As such no important decision of great magnitude should be made without hard evidence to back it up. Sadly we are still the victims of political mismanagement and self-interest, of abuse by major corporations and their minions. Mostly this passes us by, newspapers have been hollowed out, eviscerated, and the messages they carry are often for the purposes of their rich owners rather than ours. Occasionally a few heads will rise from the trenches and point out insane inaccuracies such as in this letter from major economists criticising George Osborne’s plan to make deficit reduction into law. Unfortunately it’s not the first time he’s been criticised by educated folk, I need not remind you that his party was re-elected with an increased majority.As I said in April 2013 the truth is out there but we’re often too lazy to find it. There is a certainty that very few in the media are willing to lead us to it. Instead we are often misled by statistics and the 'interpretation' of fact. I was partly privy to some of this misdirection earlier in the week when I saw reports of UK Music’s report into ‘music tourism’.
Wish You Were Here is a glowing analysis into the growth of festivals and live music, a very well researched document that aims to promote the UK music industry. I cannot and should not criticise that but I could not help but notice some irregularities. Looking deeper into the methodology made me particularly suspicious of statistics that claimed the industry supported '38,238 full time jobs in 2014’.
Very few people are going to read a 44 page report or even 14 pages of methodology but the frequent appearance of words like ‘estimated’ and the fact that you only need to travel 34 miles in some instances to be regarded as a tourist seemed to undermine the point completely. I am fortunate in knowing people who are more able with statistical evidence than I, those who can quickly crunch numbers and see through stats. Luckily Adam Bowie leapt to his keyboard and wrote this excellent analysis.
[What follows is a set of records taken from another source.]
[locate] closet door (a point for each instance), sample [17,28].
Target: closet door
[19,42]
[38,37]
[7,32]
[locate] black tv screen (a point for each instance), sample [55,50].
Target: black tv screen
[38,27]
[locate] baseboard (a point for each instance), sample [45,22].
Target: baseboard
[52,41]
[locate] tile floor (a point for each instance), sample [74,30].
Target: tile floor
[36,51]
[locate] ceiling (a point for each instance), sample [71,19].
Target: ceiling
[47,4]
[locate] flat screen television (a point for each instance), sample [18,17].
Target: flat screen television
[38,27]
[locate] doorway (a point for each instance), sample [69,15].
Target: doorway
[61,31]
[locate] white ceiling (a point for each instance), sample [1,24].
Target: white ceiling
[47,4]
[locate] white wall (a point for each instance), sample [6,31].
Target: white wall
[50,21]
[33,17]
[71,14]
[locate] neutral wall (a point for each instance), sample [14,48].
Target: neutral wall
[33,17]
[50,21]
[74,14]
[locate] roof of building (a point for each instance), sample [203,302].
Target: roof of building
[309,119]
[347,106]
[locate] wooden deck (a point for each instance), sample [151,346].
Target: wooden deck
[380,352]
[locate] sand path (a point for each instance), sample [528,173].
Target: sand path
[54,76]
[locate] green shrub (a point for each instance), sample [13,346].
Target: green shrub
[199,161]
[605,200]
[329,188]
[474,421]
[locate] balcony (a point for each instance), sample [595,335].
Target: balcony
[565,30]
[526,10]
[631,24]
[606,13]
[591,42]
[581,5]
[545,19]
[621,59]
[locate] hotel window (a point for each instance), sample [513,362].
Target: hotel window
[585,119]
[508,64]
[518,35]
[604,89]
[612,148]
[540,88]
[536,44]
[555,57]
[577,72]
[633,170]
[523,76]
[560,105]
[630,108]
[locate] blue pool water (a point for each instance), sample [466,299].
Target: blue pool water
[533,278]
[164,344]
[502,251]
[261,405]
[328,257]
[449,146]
As Adam notes the report pretty much rendered everyone who goes to a music festival as a tourist; hardly any of us have festivals in our close proximity. I am somewhat fortunate in having the Godiva Festival site a mile from my house but I’m in the minority. Since that festival is free entry and not widely promoted outside Coventry it may not have made too much impact on the figures in this report, though since they apparently identified 294 festivals in total perhaps it did.Are we so inured to hype that the mere existence of 294 festivals is not enough? Do we really need to exaggerate the revenue generated or the fact that 9.5 million people attended them? Unfortunately it seems so, we’re only interested in the big numbers even when the report notes that ‘we assume that festivals with a capacity of greater than 30,000 sold out with the remainder of in-scope festivals assumed to have been attended by an audience of 90% of the venue’s capacity’ so even that is ridiculously and unnecessarily unreliable.
As I’ve noted, it feels cruel to poke holes in a report that aims to amplify the importance of the UK music industry. The fact is that we should not need to amplify it in this way. Sadder still that although the culture secretary was happy to be quoted admiring the industry and the profits it generates it won’t stop his Government destroying arts funding and making it less realistic for children to study music and arts.
I’ve tried to teach my children to question everything important; don’t just take things at face value. It’s clearly an important lesson but I regret that it has to be understood by all of us.